E aquele que, assim ouvindo os brados de sua consciência, procura, pelo estudo e pela observação, conhecer a razão de ser da vida, há de sentir-se mais feliz, porquanto, só de­pois de conhecer sua origem e seu destino, é que a criatura pode considerar-se um ser racional, criado para fruir as eternas belezas e maravilhas da criação.

Todos nos consideramos superiores ao irracional, visto que já possuímos desenvolvidas as belíssimas faculdades da inteligência e da razão. Entretanto, aquele que vive, pensa e quase sempre ama, porém não procura saber porque vive, porque pensa e porque ama, não se pode considerar superior ao irracional, pois que este, conquanto não tenha ainda desenvolvidas aquelas faculdades, sabe, mais do que a maioria dos seres pensantes, reconhecer e até agradecer a Deus, em constantes hosanas ditas em linguagem para nós desconhecida, o lhes haver o Criador dado a existência e meios de viver e também, como nós, progredir.

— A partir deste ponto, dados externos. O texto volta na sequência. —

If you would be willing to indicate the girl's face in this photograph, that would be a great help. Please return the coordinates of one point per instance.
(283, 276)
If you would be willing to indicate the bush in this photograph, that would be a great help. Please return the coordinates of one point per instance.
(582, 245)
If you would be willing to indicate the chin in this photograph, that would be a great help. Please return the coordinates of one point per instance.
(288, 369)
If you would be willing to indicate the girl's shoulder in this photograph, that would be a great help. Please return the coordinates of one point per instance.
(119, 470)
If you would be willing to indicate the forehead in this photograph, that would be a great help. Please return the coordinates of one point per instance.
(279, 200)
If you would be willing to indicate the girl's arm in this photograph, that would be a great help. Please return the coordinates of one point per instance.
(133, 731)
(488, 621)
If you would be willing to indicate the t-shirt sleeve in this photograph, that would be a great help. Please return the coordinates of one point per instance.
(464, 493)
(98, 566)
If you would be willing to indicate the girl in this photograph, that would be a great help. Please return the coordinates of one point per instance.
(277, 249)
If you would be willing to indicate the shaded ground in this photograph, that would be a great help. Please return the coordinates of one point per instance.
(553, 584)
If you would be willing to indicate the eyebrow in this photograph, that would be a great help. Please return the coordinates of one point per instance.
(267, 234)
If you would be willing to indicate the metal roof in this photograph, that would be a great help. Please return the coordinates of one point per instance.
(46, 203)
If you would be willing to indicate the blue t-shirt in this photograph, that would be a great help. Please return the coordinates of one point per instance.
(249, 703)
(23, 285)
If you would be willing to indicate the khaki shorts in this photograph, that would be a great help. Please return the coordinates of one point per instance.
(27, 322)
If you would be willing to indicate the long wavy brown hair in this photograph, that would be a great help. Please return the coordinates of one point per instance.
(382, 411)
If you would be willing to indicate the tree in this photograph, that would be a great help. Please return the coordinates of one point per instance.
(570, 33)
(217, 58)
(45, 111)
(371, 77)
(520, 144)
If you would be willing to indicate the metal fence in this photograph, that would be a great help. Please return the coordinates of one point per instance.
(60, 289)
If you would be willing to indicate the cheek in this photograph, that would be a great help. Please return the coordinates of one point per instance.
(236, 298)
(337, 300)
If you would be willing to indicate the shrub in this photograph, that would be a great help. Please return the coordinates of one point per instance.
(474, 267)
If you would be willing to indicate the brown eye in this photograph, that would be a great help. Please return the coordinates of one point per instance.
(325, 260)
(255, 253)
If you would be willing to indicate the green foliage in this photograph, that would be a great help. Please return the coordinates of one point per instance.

Qual a razão de todas as intrigas, dissensões, lutas, guerras, derramamentos de sangue? Porque, desde o aparecimento do homem na terra, até os nossos dias, têm havido esses indizíveis flagelos que são os conflitos sanguinolentos travados entre filhos de um mesmo Pai e que se dirigem para uma mesma meta: a perfeição?

Incontestavelmente, a causa principal desses males e misérias, que assolam toda a humanidade, está no fato das criaturas não possuírem os tão imprescindíveis sentimentos de religiosidade; ou, mesmo possuindo-os, manterem sentimentos decrépitos e até absurdos, que em vez de fazê-las crentes sinceras nas Leis imutáveis de um Deus justiceiro, magnânimo e bom, as faz ao contrario crentes mais ou menos fanáticas, presas a crendices e dogmas abstrusos, que de maneira alguma condizem com os elevadíssimos preceitos da sublime doutrina ensinada por JESUS.

Por isso, repetimos: a causa da miséria, de toda essa lepra que afeia a alma da humanidade está, única e exclusivamente, na falta de RELIGIÃO.

A religião é, sem duvida alguma, um dos fatores principais da estabilidade da fraternidade entre os povos, fazendo-os gozar individual e coletivamente, de relativa felicidade neste mundo.

E que a religião está para a criatura, como o alimento está para a nutrição do corpo; como a água para a dessedentação dos órgãos; como o ar para sua respiração.

Assim como não podemos manter nosso corpo orgânico em falta desses elementos, do mesmo modo não pôde o Espírito viver sem religião, pois é por intermédio desta que ele consegue unir-se á divindade e daí haurir as forças e a coragem necessárias para suportar com fé e resignação todas as peripécias por que tiver de passar no decorrer de suas existências planetárias.

Acorda, pois, oh! mocidade, que renasces mais otimista e com sentimentos mais espiritualizados!

Brande com destreza as armas da vontade, do querer e do saber, para, em lugar da discórdia, do ódio e do mal que inoculaste na humanidade de ontem, implantares hoje, sob o bafejo de uma transcendental ciência religiosa, qual o ESPIRITISMO, as sementes da paz, do bem e do amor!

E vós, também, oh! Pais e mães dessa mocidade, acordai, se ainda não acordastes! Ouvi, se ainda não ouvistes!

Sois vós que tendes o sagrado dever de iniciar no caminho evangélico, na senda da religião, esses seres que Deus vos entrega para servirdes de sentinelas mais direitas e vigilantes de seus progressos morais e intelectuais, na terra.

E, para a educação religiosa desses vossos filhos, que serão amanhã os propugnadores da causa do Bem e da Verdade para implantação definitiva, na Terra, do reinado da Paz e do Amor, aí tendes os belíssimos ensinamentos cristãos que em toda parte do globo são ministrados sob égide da não menos bela e consoladora DOUTRINA ESPÍRITA, cujas fecundas sementes de fé, esperança e caridade, vão rapidamente germinando em cada coração sincero onde são lançadas.

Paes! Mães! Não vos descuideis de educação religiosa de vossos filhos!

Lembrai-vos sempre deste sábio conceito: “A criatura sem religião é barco sem roteiro”.